“Oh.” Levi hopped up on the island, nudging the fish aside, kicking bare heels against the wood while he thought about it. “And you don’t want to?”

“Um.” Lazaros shot Iason a look, but Iason gave nothing away, eyes as clear and bright as glass under the sun.

Levi flashed him a grin, let his knees drift apart, softened the muscles of his thighs and leaned back on his palms. “You shouldn’t be so quick to reject a god, you know.”

“Ignore him,” Iason said. “He thinks a lot of himself.”

Levi didn’t bother to correct him.

“He’s concerned because he’s not part of our relationship,” Iason said, to Levi. “Humans sometimes don’t like sharing.”

Levi thought of his brother Arwyn, the way he’d once asked Levi to drown all of Staria because a traveling bard had said Declan’s eyes looked like rainclouds. “Sometimes gods don’t, either.”

“A prospect slightly more frightening than displeasing a couple of humans,” Lazaros said, lifting his mug like a toast. “More than anything, it’s that I think of you both as friends, and I don’t want to make you uncomfortable.”

“How? I don’t think your cock is–”

“That’s not what he means, dragon.”

Lazaros cleared his throat unnecessarily. “You’re a couple. I don’t want to come between you.”

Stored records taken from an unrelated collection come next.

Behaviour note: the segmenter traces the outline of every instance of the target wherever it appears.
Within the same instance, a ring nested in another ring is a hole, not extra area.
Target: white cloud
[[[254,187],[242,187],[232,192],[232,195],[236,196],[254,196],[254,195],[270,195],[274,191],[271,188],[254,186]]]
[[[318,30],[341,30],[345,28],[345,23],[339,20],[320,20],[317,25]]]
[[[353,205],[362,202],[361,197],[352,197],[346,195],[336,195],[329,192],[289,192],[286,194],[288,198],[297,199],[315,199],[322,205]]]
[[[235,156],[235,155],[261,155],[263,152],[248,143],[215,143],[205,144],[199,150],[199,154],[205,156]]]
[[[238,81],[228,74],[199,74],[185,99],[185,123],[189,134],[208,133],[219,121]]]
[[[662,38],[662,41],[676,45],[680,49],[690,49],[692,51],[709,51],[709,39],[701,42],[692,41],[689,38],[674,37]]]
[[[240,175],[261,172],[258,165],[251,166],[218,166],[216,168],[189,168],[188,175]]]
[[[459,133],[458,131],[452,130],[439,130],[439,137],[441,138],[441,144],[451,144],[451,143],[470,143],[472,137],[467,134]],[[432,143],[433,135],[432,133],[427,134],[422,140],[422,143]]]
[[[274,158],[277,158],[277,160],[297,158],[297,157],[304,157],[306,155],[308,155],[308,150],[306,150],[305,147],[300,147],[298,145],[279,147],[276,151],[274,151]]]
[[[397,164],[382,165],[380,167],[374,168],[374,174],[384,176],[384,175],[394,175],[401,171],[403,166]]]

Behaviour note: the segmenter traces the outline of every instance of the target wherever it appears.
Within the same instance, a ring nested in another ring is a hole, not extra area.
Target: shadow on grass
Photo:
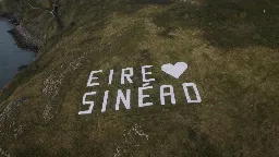
[[[201,28],[204,38],[219,48],[279,47],[279,1],[275,0],[179,2],[154,22],[168,32]]]

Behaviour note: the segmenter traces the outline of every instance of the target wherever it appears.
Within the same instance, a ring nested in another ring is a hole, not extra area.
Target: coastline
[[[17,13],[0,13],[0,17],[5,19],[8,22],[14,25],[14,28],[9,33],[15,39],[19,48],[31,50],[35,53],[39,51],[43,46],[43,41],[32,35],[22,24],[20,14]]]
[[[0,13],[0,17],[4,19],[5,21],[14,25],[14,28],[8,31],[8,33],[12,35],[16,46],[21,49],[26,49],[34,52],[35,59],[36,59],[36,56],[40,47],[43,46],[43,41],[37,39],[24,26],[22,26],[19,14]],[[24,69],[26,69],[28,65],[19,67],[17,74]],[[14,77],[16,77],[16,75]],[[13,83],[14,83],[14,78],[12,78],[3,88],[0,88],[0,98],[4,95],[7,96],[10,95],[10,90],[13,86]]]

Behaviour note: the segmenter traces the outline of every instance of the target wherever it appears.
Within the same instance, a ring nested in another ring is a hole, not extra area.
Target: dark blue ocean
[[[7,32],[13,27],[0,17],[0,90],[12,81],[19,67],[29,64],[35,58],[34,52],[17,48],[15,40]]]

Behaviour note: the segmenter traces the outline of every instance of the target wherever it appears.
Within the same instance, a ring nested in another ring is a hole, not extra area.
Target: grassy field
[[[278,156],[278,5],[69,0],[61,8],[69,26],[60,33],[50,14],[26,9],[24,24],[38,26],[47,40],[0,96],[0,147],[12,156]],[[161,72],[179,61],[189,64],[179,80]],[[138,108],[146,64],[154,65],[154,105]],[[124,68],[134,68],[133,84],[120,84]],[[104,70],[100,86],[86,87],[93,70]],[[201,104],[185,101],[185,82],[197,85]],[[173,85],[177,105],[160,105],[163,84]],[[128,88],[131,110],[116,111],[117,90]],[[78,116],[93,90],[94,112]]]

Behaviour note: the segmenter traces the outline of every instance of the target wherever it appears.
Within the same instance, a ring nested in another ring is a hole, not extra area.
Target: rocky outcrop
[[[15,26],[10,33],[15,38],[17,46],[25,49],[31,49],[37,52],[43,46],[43,41],[34,37],[25,27],[22,25]]]
[[[19,13],[0,13],[0,16],[5,17],[14,25],[19,25],[21,23],[21,15]]]

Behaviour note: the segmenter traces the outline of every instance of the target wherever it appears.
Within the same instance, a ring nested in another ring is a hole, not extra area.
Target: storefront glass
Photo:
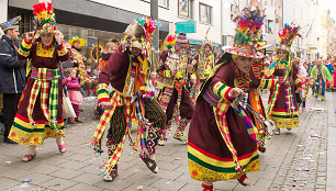
[[[122,37],[121,33],[83,29],[65,24],[57,24],[57,29],[64,34],[65,42],[70,41],[72,36],[79,36],[87,41],[87,44],[81,47],[81,54],[87,57],[86,65],[89,65],[92,68],[97,67],[101,57],[101,50],[105,47],[107,42],[114,36],[119,40]],[[97,49],[97,47],[99,48]]]

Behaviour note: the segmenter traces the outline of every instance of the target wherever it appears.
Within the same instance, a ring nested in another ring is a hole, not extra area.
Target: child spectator
[[[63,85],[67,86],[68,96],[71,101],[72,108],[76,113],[76,117],[69,117],[69,123],[75,124],[76,122],[82,123],[79,119],[80,110],[79,104],[82,103],[82,96],[80,93],[80,83],[76,77],[76,70],[74,68],[68,68],[68,78],[63,80]]]

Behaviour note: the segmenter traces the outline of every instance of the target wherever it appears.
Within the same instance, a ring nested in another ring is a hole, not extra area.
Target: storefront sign
[[[195,22],[184,21],[176,23],[176,33],[195,33]]]

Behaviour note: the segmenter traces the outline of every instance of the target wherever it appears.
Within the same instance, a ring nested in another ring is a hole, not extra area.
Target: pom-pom
[[[169,36],[167,36],[166,37],[166,46],[168,47],[168,48],[172,48],[172,46],[175,45],[175,43],[176,43],[176,36],[175,35],[169,35]]]

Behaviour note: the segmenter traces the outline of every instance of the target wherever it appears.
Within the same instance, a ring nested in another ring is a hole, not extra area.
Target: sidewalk
[[[217,191],[336,190],[333,100],[336,101],[335,93],[327,93],[324,102],[311,97],[307,111],[300,113],[300,127],[291,132],[282,130],[280,136],[273,136],[268,142],[266,154],[260,154],[260,171],[248,173],[254,184],[251,188],[244,188],[236,180],[216,182],[214,188]],[[91,120],[94,102],[89,100],[82,105],[86,109],[81,115],[86,121],[83,124],[67,127],[65,141],[68,150],[64,155],[58,153],[55,139],[47,139],[38,147],[37,157],[25,164],[21,158],[26,154],[26,146],[1,144],[0,190],[136,191],[141,186],[145,191],[201,190],[201,182],[190,179],[187,146],[171,136],[166,146],[158,147],[158,173],[152,173],[138,158],[138,153],[125,144],[119,166],[120,176],[114,182],[103,182],[98,167],[100,159],[108,158],[107,151],[101,158],[94,157],[86,145],[98,123]],[[310,110],[316,108],[323,111]],[[32,180],[21,182],[25,179]]]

“That sounds like exactly what you want, to me,” Levi said.

Silence, and then it was Lazaros that snorted, like he couldn’t help himself, clapping a hand over his mouth.

Iason didn’t laugh, but there was a healthy amount of amusement in his tone. “I think we’ll be all right. We know you’re not trying to, ah, cause any disruption in our relationship.”

“You really could have been a politician,” Levi told him. “You said that like a Katoikos imperator.”

“Be quiet, dragon.”

“Are you worried you won’t like it?” he asked Lazaros. “Or that you will?”

“Which of those answers is more respectful, Lord Tempest?”

“Pick the other one,” Iason said.

“I’m not going to fuck you if you don’t think you’ll like it. What’s the point? But I’ll fuck Iason, and he can fuck you, he’s the one you’ve always wanted to–”

Lazaros leapt to his feet, chair skittering back on the tile, the sudden sound of it interrupting Levi’s drawl. “I should be going, let you two talk it over.” His voice was more of a squeak, and he was hurrying to the sink with his mug like a clownfish darting for the safety of the reefs while being chased by a shark.

Levi ignored the very tedious and dull leave-taking rituals humans engaged in, until Iason returned to the kitchen.

“You’re terrible,” Iason said as Levi grabbed at him, drawing him in for a kiss. He wrapped his legs around Iason, then his arms. “Ach, are you an octopus, then? Or a dragon?”

“That question is beneath me to answer,” Levi sniffed, and smiled when Iason rolled his eyes. “He does want to fuck you—or have you fuck him. I can’t figure out how humans decide which of those they want, it really should be both.”

Iason was, in many ways, a different man than the one Levi met in a storm-tossed sea, but in some ways he was the same. The tendency to get lost in his thoughts was still there, his ability to go cold and still in a way entirely different than Levi. But those moments rippled and broke easier now, like wind pulling waves up from the smooth surface of a still sea, and he smiled at Levi now and touched the tip of his finger to Levi’s nose. “It should,” he agreed, “but people like different things, dragon.”

Levi tried to bite his finger, and Iason let him, so Levi sucked on it lightly and enjoyed the way Iason shivered as he slowly pulled his head back, teeth dragging, until he could speak. “I like you.”

“And I like you,” he said, “any way I have you, or you have me. That’s why he didn’t want to ask. He knows how I am.”

“How you are?” Levi tossed his hair. “Enthralled by me?”

“Well, yes.” Iason moved closer, playing with the strands of Levi’s hair. He looked pensive. “I don’t normally want to fuck people.”

“Right. You were saving yourself for a god.”